According to the embodiment of the application, a face recognition method is firstly utilized to check whether a person in a monitored video is a living body or not to obtain a face recognition result, then whether audio information is audio formed by intercepting and splicing or not is judged through a voiceprint recognition network, whether the audio information accords with the face recognition result or not, and finally the face recognition result is obtained. Therefore, the voiceprint image combined face recognition method provided by the embodiment of the invention can reduce the risk degree of the face recognition attacked by the network.
Fig. 7 is a functional block diagram of a face recognition apparatus combined with a voiceprint image according to an embodiment of the present invention.
The face recognition apparatus 100 combined with the voiceprint image according to the present invention can be installed in an electronic device. According to the implemented functions, the face recognition apparatus 100 combining the voiceprint images may include a face authentication module 101, a voiceprint recognition module 102, and an identity information acquisition module 103. The module of the present invention, which may also be referred to as a unit, refers to a series of computer program segments that can be executed by a processor of an electronic device and that can perform a fixed function, and that are stored in a memory of the electronic device.

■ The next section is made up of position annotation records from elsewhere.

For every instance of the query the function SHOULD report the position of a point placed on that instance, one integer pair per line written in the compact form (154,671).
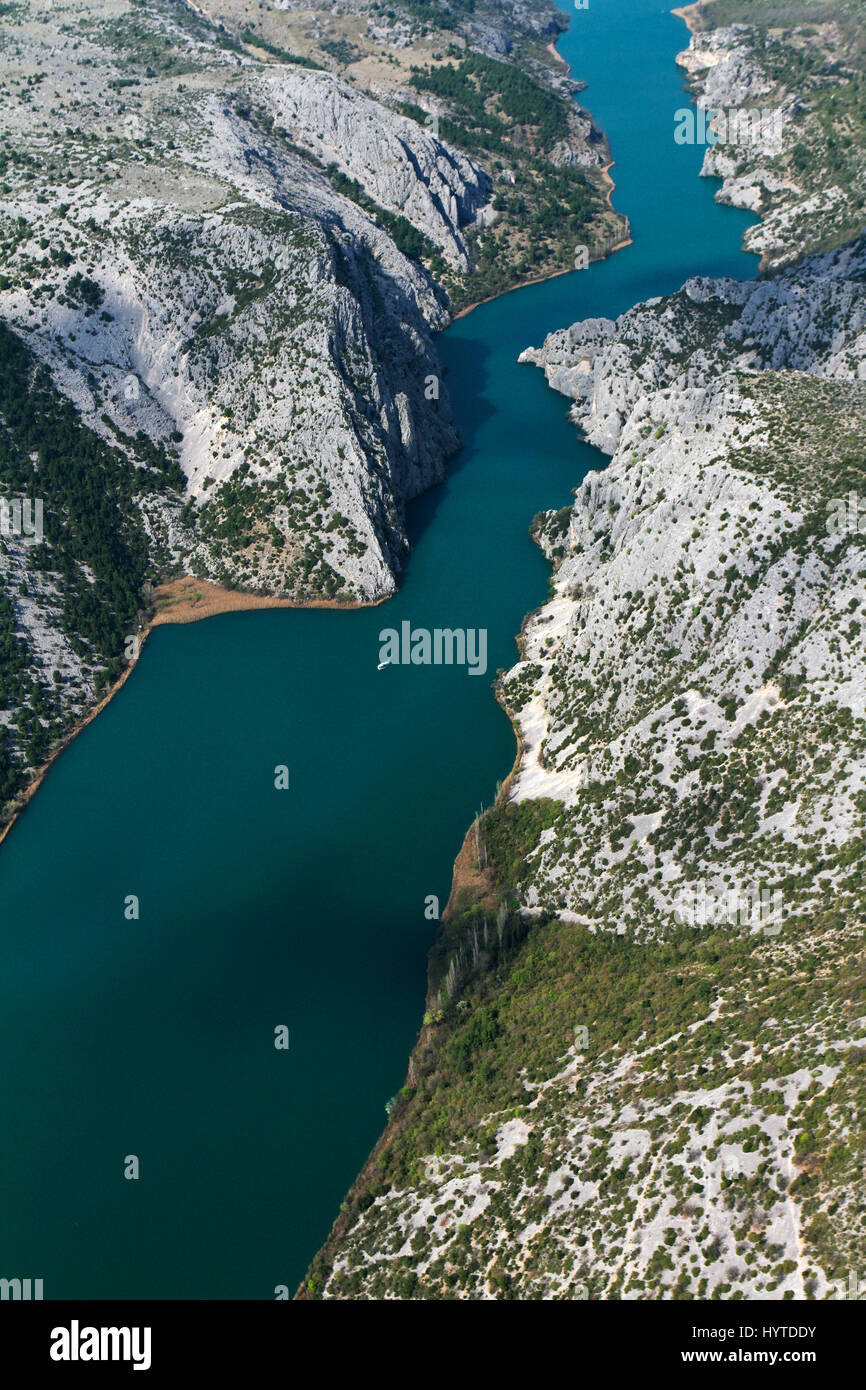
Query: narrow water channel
(305,908)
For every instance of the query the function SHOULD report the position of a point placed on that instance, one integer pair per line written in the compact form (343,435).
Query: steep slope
(641,1073)
(799,64)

In the present embodiment, the functions regarding the respective modules/units are as follows:
the face authentication module 101 is configured to acquire a surveillance video, import the surveillance video into a pre-trained image audio dual-channel face recognition model for video data division to obtain audio information and video image information, and perform face living body recognition on the video image information to obtain a living body recognition result and a face feature result;
the voiceprint recognition module 102 is configured to perform voiceprint recognition on the audio information by using a voiceprint recognition network in the image audio dual-channel face recognition model when the living body recognition result passes the authentication, so as to obtain a voiceprint recognition result;
the identity information obtaining module 103 is configured to, when the voiceprint recognition result passes the authentication, screen a person from a pre-constructed face database according to the face feature result, and obtain identity information of the person in the monitoring video.
In detail, when the modules in the face recognition apparatus 100 combined with a voiceprint image in the embodiment of the present application are used, the same technical means as the above-mentioned face recognition method combined with a voiceprint image in fig. 1 to 3 is adopted, and the same technical effects can be produced, which is not described herein again.

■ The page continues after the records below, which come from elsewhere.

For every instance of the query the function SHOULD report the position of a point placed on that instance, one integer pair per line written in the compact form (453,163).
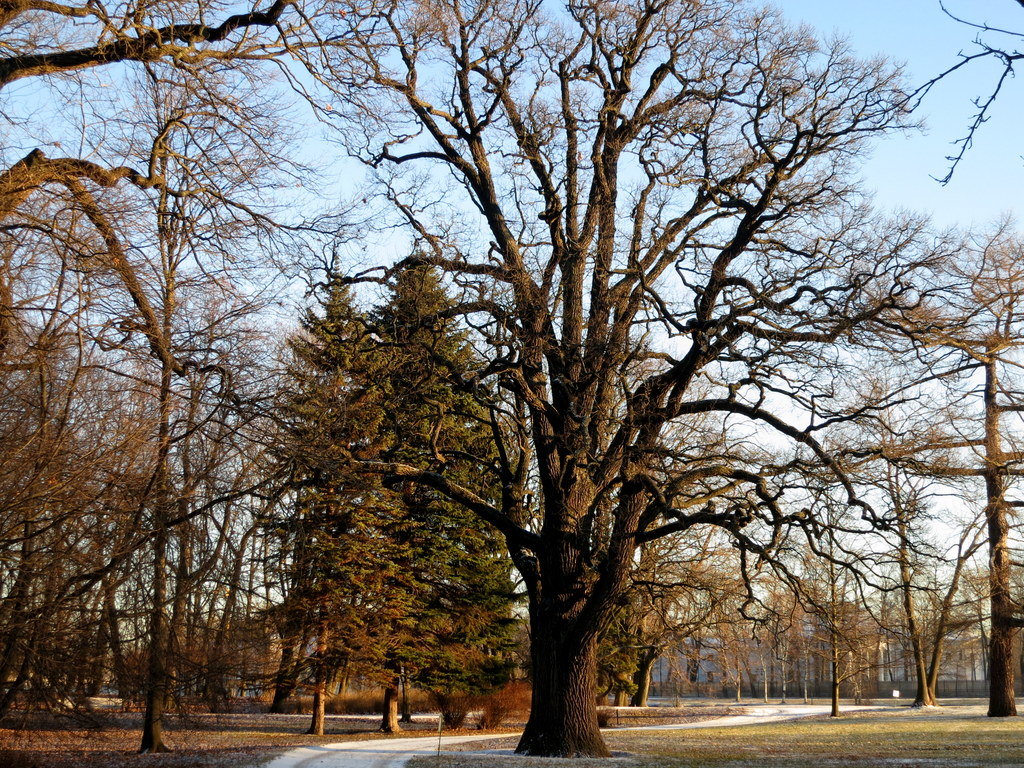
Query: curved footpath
(394,753)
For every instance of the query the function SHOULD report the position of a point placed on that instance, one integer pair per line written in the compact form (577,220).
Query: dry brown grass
(198,740)
(947,737)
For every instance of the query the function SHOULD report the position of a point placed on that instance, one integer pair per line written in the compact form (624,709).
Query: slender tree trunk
(158,680)
(158,687)
(835,676)
(1001,701)
(286,679)
(924,695)
(642,677)
(320,684)
(389,721)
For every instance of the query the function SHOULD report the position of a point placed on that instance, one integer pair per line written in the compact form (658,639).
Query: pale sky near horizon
(990,179)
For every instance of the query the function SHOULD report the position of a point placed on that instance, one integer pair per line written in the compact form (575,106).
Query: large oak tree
(650,210)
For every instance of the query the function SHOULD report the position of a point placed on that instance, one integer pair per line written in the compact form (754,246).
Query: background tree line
(647,359)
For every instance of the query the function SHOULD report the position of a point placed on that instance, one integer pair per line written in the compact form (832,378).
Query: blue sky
(990,180)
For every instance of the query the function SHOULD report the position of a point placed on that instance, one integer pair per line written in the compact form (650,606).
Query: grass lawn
(960,736)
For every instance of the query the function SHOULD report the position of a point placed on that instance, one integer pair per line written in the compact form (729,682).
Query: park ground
(953,735)
(949,736)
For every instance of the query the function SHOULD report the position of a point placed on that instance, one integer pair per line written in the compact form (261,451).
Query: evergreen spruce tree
(391,580)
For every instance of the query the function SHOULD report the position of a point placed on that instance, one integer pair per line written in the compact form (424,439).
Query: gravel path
(394,753)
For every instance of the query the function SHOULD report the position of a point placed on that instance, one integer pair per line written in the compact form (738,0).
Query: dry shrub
(297,706)
(511,698)
(454,707)
(355,702)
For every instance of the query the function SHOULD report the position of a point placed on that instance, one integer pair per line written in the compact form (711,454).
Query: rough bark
(389,721)
(158,685)
(642,678)
(320,683)
(563,713)
(1001,701)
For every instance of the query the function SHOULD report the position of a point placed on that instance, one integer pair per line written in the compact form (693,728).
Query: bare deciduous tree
(651,219)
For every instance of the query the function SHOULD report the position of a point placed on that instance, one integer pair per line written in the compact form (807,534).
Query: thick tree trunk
(1001,701)
(563,714)
(389,722)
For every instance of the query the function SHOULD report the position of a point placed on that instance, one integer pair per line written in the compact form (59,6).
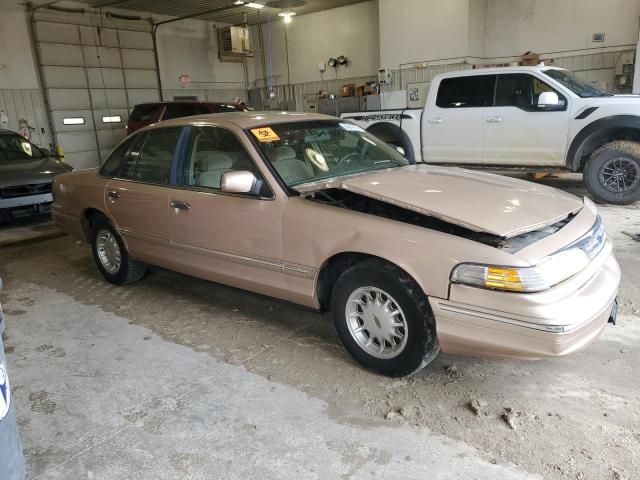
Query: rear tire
(111,256)
(383,318)
(612,174)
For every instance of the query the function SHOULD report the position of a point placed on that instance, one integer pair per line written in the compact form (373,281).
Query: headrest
(213,161)
(284,153)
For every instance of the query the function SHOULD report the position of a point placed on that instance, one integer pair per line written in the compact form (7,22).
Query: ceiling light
(287,16)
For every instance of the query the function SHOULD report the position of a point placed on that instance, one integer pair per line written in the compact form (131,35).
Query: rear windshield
(145,113)
(16,147)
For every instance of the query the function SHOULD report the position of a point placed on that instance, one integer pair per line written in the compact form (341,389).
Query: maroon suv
(148,113)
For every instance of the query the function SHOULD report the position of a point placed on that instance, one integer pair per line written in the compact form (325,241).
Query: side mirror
(549,101)
(239,181)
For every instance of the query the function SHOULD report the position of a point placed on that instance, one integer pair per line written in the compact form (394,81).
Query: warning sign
(265,134)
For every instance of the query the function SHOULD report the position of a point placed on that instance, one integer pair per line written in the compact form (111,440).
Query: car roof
(241,119)
(184,102)
(500,70)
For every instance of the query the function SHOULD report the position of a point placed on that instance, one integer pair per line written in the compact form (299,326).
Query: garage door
(92,78)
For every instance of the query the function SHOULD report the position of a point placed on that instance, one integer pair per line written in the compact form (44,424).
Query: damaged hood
(481,202)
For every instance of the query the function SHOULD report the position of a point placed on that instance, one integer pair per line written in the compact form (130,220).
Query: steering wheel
(346,160)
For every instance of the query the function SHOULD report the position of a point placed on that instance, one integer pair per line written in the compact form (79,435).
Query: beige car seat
(289,167)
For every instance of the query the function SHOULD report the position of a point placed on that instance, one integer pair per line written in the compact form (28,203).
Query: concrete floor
(175,377)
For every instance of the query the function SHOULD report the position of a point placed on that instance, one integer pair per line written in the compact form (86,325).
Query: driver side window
(522,91)
(213,152)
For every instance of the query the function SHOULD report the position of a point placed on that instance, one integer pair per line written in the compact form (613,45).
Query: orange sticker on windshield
(265,134)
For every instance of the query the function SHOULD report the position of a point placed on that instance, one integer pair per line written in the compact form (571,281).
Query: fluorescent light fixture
(286,16)
(73,121)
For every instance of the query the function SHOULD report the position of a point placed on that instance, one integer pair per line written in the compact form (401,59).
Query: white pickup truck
(530,118)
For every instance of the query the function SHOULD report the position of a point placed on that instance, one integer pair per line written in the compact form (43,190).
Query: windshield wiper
(389,160)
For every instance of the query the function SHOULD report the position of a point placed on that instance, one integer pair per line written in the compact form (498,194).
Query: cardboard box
(347,90)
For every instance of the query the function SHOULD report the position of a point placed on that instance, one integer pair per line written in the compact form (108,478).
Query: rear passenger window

Fig. 8 is a schematic structural diagram of an electronic device implementing a face recognition method by combining voiceprint images according to an embodiment of the present invention.
The electronic device 1 may comprise a processor 10, a memory 11, a communication bus 12 and a communication interface 13, and may further comprise a computer program, such as a voiceprint image combined face recognition program, stored in the memory 11 and executable on the processor 10.

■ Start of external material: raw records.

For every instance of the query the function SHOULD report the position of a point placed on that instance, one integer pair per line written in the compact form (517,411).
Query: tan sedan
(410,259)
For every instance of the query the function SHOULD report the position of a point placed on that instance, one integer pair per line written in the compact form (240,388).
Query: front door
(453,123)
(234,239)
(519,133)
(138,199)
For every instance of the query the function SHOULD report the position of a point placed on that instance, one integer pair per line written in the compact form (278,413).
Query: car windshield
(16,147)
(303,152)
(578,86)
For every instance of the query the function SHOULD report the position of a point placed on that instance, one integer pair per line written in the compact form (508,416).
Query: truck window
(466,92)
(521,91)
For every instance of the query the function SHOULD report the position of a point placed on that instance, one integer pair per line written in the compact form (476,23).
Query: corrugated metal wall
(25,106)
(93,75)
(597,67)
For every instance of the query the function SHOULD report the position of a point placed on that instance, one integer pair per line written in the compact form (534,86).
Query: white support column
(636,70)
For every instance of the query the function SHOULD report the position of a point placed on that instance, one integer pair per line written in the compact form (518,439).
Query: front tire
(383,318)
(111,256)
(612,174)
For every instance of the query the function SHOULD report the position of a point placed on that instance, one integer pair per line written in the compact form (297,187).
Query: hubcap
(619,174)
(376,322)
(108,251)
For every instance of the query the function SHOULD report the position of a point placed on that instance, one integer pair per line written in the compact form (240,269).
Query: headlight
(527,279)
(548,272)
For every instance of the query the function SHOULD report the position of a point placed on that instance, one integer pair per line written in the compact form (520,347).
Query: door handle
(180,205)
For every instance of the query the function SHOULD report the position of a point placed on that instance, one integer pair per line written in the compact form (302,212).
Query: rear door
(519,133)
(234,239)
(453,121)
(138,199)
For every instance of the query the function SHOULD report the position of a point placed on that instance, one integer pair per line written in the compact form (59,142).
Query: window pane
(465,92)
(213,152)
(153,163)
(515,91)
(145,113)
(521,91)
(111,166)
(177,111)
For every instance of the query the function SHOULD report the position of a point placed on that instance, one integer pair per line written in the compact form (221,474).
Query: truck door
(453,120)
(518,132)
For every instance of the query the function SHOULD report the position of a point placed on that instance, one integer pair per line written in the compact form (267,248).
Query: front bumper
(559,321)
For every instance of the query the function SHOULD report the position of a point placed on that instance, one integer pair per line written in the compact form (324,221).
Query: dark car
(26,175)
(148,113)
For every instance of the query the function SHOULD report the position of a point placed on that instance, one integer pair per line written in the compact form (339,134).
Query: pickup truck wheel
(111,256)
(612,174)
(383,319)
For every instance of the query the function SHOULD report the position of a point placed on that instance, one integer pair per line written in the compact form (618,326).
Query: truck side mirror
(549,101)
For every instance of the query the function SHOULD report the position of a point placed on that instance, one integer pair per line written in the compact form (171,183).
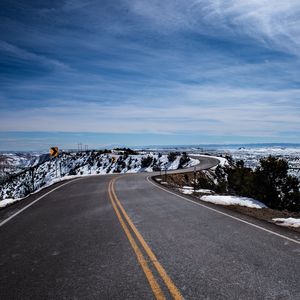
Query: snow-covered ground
(189,190)
(233,200)
(222,200)
(288,222)
(83,164)
(251,156)
(14,162)
(223,161)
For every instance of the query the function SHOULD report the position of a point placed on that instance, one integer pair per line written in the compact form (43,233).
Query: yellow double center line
(157,291)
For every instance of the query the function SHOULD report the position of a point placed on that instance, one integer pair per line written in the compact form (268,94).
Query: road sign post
(54,153)
(195,178)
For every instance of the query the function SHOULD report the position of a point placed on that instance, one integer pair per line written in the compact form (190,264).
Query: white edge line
(225,214)
(36,200)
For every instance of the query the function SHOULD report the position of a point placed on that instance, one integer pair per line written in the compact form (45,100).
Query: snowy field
(251,156)
(71,165)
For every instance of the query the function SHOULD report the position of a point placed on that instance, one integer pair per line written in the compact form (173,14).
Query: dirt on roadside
(175,181)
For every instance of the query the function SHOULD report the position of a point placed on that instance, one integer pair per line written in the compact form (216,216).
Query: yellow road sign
(54,151)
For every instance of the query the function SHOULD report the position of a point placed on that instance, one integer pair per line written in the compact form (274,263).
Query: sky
(137,72)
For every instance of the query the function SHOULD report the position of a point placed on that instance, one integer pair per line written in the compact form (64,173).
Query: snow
(77,164)
(233,200)
(9,201)
(223,161)
(189,190)
(288,222)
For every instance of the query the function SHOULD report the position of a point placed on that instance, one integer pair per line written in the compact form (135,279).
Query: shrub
(184,159)
(146,161)
(172,156)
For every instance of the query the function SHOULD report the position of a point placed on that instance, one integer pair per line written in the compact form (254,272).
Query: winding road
(125,237)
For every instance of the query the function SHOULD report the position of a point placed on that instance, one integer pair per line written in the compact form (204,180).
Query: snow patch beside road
(288,222)
(233,200)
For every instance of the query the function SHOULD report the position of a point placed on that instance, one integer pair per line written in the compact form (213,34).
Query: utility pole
(194,178)
(32,178)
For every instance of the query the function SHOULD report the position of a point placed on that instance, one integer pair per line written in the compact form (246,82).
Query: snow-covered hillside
(84,164)
(14,162)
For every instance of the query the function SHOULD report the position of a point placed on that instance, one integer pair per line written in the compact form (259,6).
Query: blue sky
(137,72)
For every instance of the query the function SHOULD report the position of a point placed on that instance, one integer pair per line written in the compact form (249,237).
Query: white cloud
(237,112)
(274,23)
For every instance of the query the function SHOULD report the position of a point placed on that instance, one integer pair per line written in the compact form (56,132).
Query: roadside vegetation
(269,183)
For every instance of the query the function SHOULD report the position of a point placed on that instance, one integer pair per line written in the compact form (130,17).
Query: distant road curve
(122,237)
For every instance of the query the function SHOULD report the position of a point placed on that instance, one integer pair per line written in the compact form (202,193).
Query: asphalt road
(122,237)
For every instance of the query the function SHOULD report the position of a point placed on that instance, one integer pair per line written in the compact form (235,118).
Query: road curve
(122,237)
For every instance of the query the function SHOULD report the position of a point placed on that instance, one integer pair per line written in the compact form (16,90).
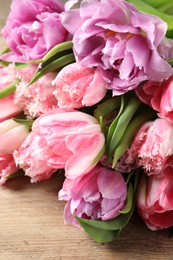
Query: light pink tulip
(7,106)
(37,98)
(12,135)
(62,139)
(32,157)
(32,35)
(155,200)
(77,86)
(152,147)
(100,195)
(159,97)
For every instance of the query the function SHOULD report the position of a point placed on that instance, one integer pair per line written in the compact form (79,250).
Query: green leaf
(103,127)
(8,90)
(114,123)
(16,174)
(122,123)
(56,64)
(129,203)
(106,107)
(157,3)
(130,132)
(144,7)
(99,235)
(99,156)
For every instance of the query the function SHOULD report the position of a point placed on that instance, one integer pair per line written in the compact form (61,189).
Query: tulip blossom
(12,135)
(158,96)
(77,86)
(152,147)
(100,195)
(32,35)
(123,42)
(155,200)
(61,139)
(7,106)
(37,98)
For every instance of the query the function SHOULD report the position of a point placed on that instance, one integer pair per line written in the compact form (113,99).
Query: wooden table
(32,226)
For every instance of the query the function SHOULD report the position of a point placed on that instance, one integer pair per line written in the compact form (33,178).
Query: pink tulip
(7,106)
(32,157)
(61,139)
(37,98)
(159,97)
(32,35)
(152,147)
(100,195)
(155,200)
(77,86)
(12,135)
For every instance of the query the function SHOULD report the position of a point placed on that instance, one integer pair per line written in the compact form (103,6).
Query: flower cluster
(86,90)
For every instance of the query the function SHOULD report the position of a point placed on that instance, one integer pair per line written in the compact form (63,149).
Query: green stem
(8,90)
(129,134)
(53,66)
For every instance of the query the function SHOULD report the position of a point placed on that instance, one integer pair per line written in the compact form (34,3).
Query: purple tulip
(33,28)
(100,194)
(123,42)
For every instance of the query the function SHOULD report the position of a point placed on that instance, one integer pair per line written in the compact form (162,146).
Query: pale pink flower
(33,28)
(38,98)
(158,96)
(7,106)
(99,195)
(12,135)
(32,157)
(152,147)
(61,139)
(77,86)
(155,200)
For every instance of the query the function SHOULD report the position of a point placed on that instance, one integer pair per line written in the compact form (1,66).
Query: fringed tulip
(8,107)
(152,147)
(61,139)
(99,195)
(155,200)
(77,86)
(12,135)
(32,35)
(123,42)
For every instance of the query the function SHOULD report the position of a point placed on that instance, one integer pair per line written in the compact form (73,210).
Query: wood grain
(32,226)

In some embodiments, the processor 10 may be composed of an integrated circuit, for example, a single packaged integrated circuit, or may be composed of a plurality of integrated circuits packaged with the same function or different functions, and includes one or more Central Processing Units (CPUs), a microprocessor, a digital Processing chip, a graphics processor, a combination of various control chips, and the like. The processor 10 is a Control Unit (Control Unit) of the electronic device, connects various components of the electronic device by using various interfaces and lines, and executes various functions and processes data of the electronic device by running or executing programs or modules (e.g., a face recognition program for performing voiceprint image combination, etc.) stored in the memory 11 and calling data stored in the memory 11.
The memory 11 includes at least one type of readable storage medium including flash memory, removable hard disks, multimedia cards, card-type memory (e.g., SD or DX memory, etc.), magnetic memory, magnetic disks, optical disks, etc. The memory 11 may in some embodiments be an internal storage unit of the electronic device, for example a removable hard disk of the electronic device. The memory 11 may also be an external storage device of the electronic device in other embodiments, such as a plug-in mobile hard disk, a Smart Media Card (SMC), a Secure Digital (SD) Card, a Flash memory Card (Flash Card), and the like, which are provided on the electronic device. Further, the memory 11 may also include both an internal storage unit and an external storage device of the electronic device. The memory 11 may be used not only to store application software installed in the electronic device and various types of data, such as codes of a voiceprint image combined face recognition program, etc., but also to temporarily store data that has been output or is to be output.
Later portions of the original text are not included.